It does seem to me that, as with economic models which assume that behavior does not change in response to tax rates–which of course is ludicrous, since people will work harder for two dollars than one dollar–much of the consensus about the future rests upon an assumption that only elites have the brainpower to change their behavior in response to changed circumstances.
I read this MIT “computer model” predicts global decline by 2020. Certainly, the Rockefellers and their ilk likely have the power to wreck just about everything economically. One of their people is always in a position of some influence at the Fed, and who knows what else they control via an extended set of strings. The Fed could cause a Depression tomorrow. Ponder that for a moment. None of them are elected, none of them are accountable to anyone, and we don’t even know for sure who the member banks are. It is classified, or so I read some time ago. The Fed is invitation only, extended via stock created for the purpose, which is non-transferable. This beast is in the heart of our world, and its tentacles on every street corner, every restaurant, every skyscraper, every car, every home, and in the air around the world.

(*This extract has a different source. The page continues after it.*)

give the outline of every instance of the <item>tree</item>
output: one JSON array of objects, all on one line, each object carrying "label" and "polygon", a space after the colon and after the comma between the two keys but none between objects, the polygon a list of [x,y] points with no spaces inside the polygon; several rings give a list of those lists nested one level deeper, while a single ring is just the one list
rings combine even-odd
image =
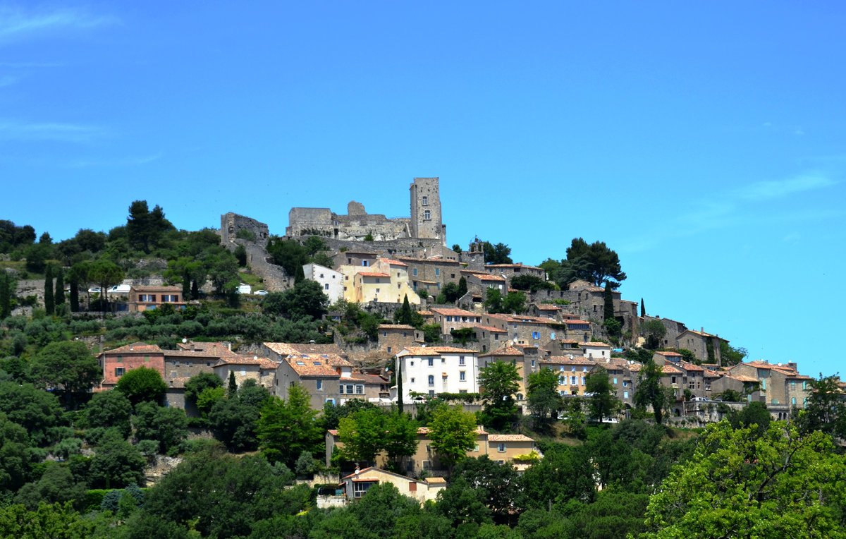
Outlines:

Be that as it may, my view is that if we can shift from a model of happiness and economic output based on mechanized, habitual consumption, to something more organic, more healthful, more natural to how humans have evolved to live, more congruent with “LIFE”, in all the senses of that term, then all these problems disappear. All the problems to which tyranny is the proposed solution vanish, making the essential power mongering and psychopathy underlying what no doubt appears benign rhetoric at times to be revealed as what it is.
All problems are simultaneously adventures. None of this is boring. Far from it.